/CAMIKraken

A Dockerfile and wrappers for the Kraken metagenomic classifier

Primary LanguagePython

CAMIKraken

This small repository contains a Dockerfile that installs Kraken, as well as shell and python scripts to convert the output to comply with the CAMI competition output format.

The Dockerfile complies with the Bioboxes profiling format 0.9.

Obtaining the docker

You can either pull from Dockerhub:

docker pull dkoslicki/camikraken

Or pull this repository and compile yourself:

git clone https://gihub.com/dkoslicki/CAMIKraken.git
cd CAMIKraken/Docker
docker build -t username/imagename .

Training

There is a training task in this docker that will train Kraken using the default training parameters. The taxonomy is specified by providing a file called taxonomy.tar.gz that contains the files: names.dmp, nodes.dmp and gi_taxid_nucl.dmp. The fasta file(s) containing the training organisms will need to be provided to the docker, with a file (called sample.fna.list) that lists which files to train on.

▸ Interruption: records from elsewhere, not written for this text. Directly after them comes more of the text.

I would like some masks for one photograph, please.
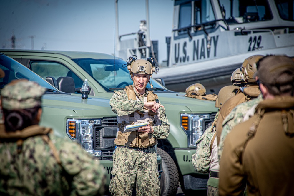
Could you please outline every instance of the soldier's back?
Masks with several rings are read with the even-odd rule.
[[[19,153],[15,139],[0,142],[0,195],[102,194],[104,171],[98,162],[77,144],[50,134],[61,161],[59,164],[52,148],[42,137],[24,140]]]

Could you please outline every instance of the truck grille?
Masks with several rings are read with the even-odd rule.
[[[203,130],[203,131],[206,130],[206,129],[212,125],[212,123],[214,120],[215,118],[216,115],[216,113],[214,112],[212,113],[209,115],[209,117],[210,118],[209,120],[205,120],[204,121],[203,127],[205,127],[205,128]]]
[[[112,160],[117,123],[116,117],[104,117],[101,118],[101,125],[93,126],[94,150],[102,151],[102,160]]]

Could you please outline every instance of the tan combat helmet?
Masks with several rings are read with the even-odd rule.
[[[196,95],[197,96],[205,95],[206,90],[204,86],[199,83],[193,84],[186,89],[186,94],[187,96]]]
[[[218,92],[218,96],[215,101],[215,107],[221,108],[227,100],[236,95],[239,87],[233,85],[225,86]]]
[[[242,71],[244,74],[245,80],[248,83],[256,83],[254,74],[257,71],[256,63],[263,55],[256,55],[248,57],[242,65]]]
[[[232,85],[238,86],[244,86],[247,83],[245,81],[244,74],[242,72],[241,68],[237,68],[233,72],[233,73],[231,76],[231,81],[232,81]]]
[[[157,74],[159,71],[159,68],[156,65],[153,57],[149,57],[145,60],[137,59],[137,57],[136,57],[135,58],[131,56],[127,60],[127,66],[130,74],[131,76],[132,76],[132,73],[150,74],[150,86],[151,88],[153,88],[152,80],[152,74],[154,72]]]
[[[149,57],[147,60],[137,59],[132,56],[129,57],[127,61],[127,65],[130,74],[137,73],[140,74],[155,74],[159,71],[153,57]]]

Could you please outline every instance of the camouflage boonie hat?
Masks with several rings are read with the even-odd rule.
[[[40,106],[41,97],[45,90],[34,82],[12,81],[1,91],[2,107],[14,110]]]

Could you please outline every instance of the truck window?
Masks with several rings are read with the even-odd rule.
[[[220,0],[219,2],[229,24],[262,21],[273,18],[267,0]]]
[[[294,1],[275,0],[275,1],[280,17],[284,20],[294,21]]]
[[[29,68],[45,80],[48,76],[54,77],[57,80],[60,76],[69,76],[74,79],[76,88],[81,88],[83,85],[83,81],[79,76],[64,65],[57,62],[32,61]]]

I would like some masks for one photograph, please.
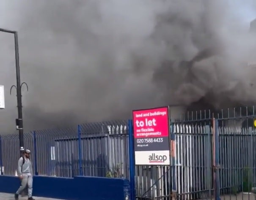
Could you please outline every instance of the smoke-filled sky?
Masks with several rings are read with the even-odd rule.
[[[256,61],[253,2],[1,0],[0,27],[18,31],[29,86],[25,130],[126,118],[133,109],[202,97],[216,108],[255,102],[256,68],[246,63]],[[15,91],[9,94],[13,38],[0,34],[2,132],[15,131],[17,115]]]

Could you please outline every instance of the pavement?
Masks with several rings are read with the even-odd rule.
[[[201,199],[200,200],[214,200],[214,198]],[[226,195],[220,196],[221,200],[256,200],[256,195],[254,194],[248,193],[238,194],[236,195]]]
[[[33,197],[36,200],[64,200],[61,199],[52,199],[51,198],[45,198],[45,197]],[[8,194],[0,193],[0,200],[14,200],[14,194]],[[19,197],[19,200],[27,200],[28,196],[25,196],[21,197],[20,195]]]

Note that training on the NCBI bacterial genomes can take approximately 4 hours (using 48 cores and ~180GB of RAM).

An example command for training using the docker is:

docker run --rm -e "DCKR_THREADS=48" -v /path/to/output:/dckr/mnt/output:rw -v /path/to/TrainingData:/dckr/mnt/input:ro -t dkoslicki/camikraken train

Where the folder /path/to/TrainingData has the files taxonomy.tar.gz, sample.fna.list, and the files listed in sample.fna.list.

Testing

After training is complete, the default task will classify an input metagenome. An example command would be:

docker run --rm -e "DCKR_THREADS=48" -v /path/to/Database:/dckr/mnt/camiref/Database:ro -v /path/to/output:/dckr/mnt/output:rw -v /path/to/input:/dckr/mnt/input:ro -t dkoslicki/camikraken default

Where the folder /path/to/Database was produced by the train task. The folder /path/to/input must have a file called sample.fq.gz.list that lists the files present in /path/to/input that you wish to have classified.